Cloning, expression, signaling mechanisms, and membrane targeting of P2Y(11) receptors in Madin Darby canine kidney cells.

The P2Y(11) receptor is hypothesized to link to both G(s) and G(q), although this proposition is based on expression and separate assays of G(s) and G(q) function in different cell types [J Biol Chem 1997;272:31969-31973]. We have cloned and characterized a canine P2Y(11)-like (cP2Y(11)) receptor from cultured Madin Darby canine kidney (MDCK-D1) cells.

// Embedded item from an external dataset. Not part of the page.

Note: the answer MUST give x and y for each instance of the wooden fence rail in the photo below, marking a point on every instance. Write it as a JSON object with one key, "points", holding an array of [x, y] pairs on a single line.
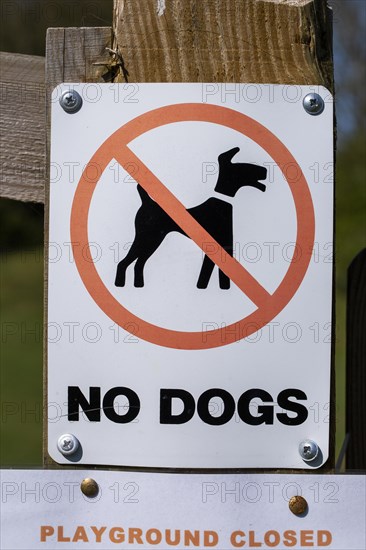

When cP2Y(11) receptors are expressed in canine thymocyte (CF2Th) cells that normally lack functional purinergic responses, ADP beta S stimulates phosphatidylinositol (PI) hydrolysis, Ca(2+) mobilization, and cAMP accumulation. Pharmacologic analysis indicates that the stimulation of cAMP production is direct and not a result of eicosanoid synthesis, activation of PKC, or elevation of cell Ca(2+). The rank order of potency for stimulation of PI hydrolysis by cP2Y(11) receptors (adenosine 5'-(2-O-thio) diphosphate = 2-methylthio-ADP >/= 2-methylthio-ATP >> ADP > ATP) differs from that of hP2Y(11) receptors. Microscopic examination of MDCK-D1 cells expressing carboxyl-terminal green fluorescent protein (GFP)-tagged cP2Y(11) (cP2Y(11)-GFP) receptors indicates primarily basolateral (BL) targeting. BL addition of 200 microM ADP beta S to confluent monolayers of MDCK-D1 cells produces an increase in short circuit current (I(sc)) (11.6 +/- 1.6 microA/cm(2)) whereas apical addition of agonist has no effect, confirming targeting of functional endogenous P2Y(11) receptors to the BL surface. In contrast, when either cP2Y(11) or cP2Y(11)-GFP is overexpressed in MDCK-D1 cells, the sensitivity of I(sc) to BL agonist increases by nearly 2 orders of magnitude, as if receptor density normally limited agonist potency; moreover, apical addition of ADP beta S now produces an increase in I(sc) but with low potency. The data support the BL localization of cP2Y(11) receptors and receptor coupling to changes in I(sc) in MDCK-D1 cells except in cases in which receptors are overexpressed; receptor overexpression leads to altered sensitivities and sites of coupling to physiologic responses.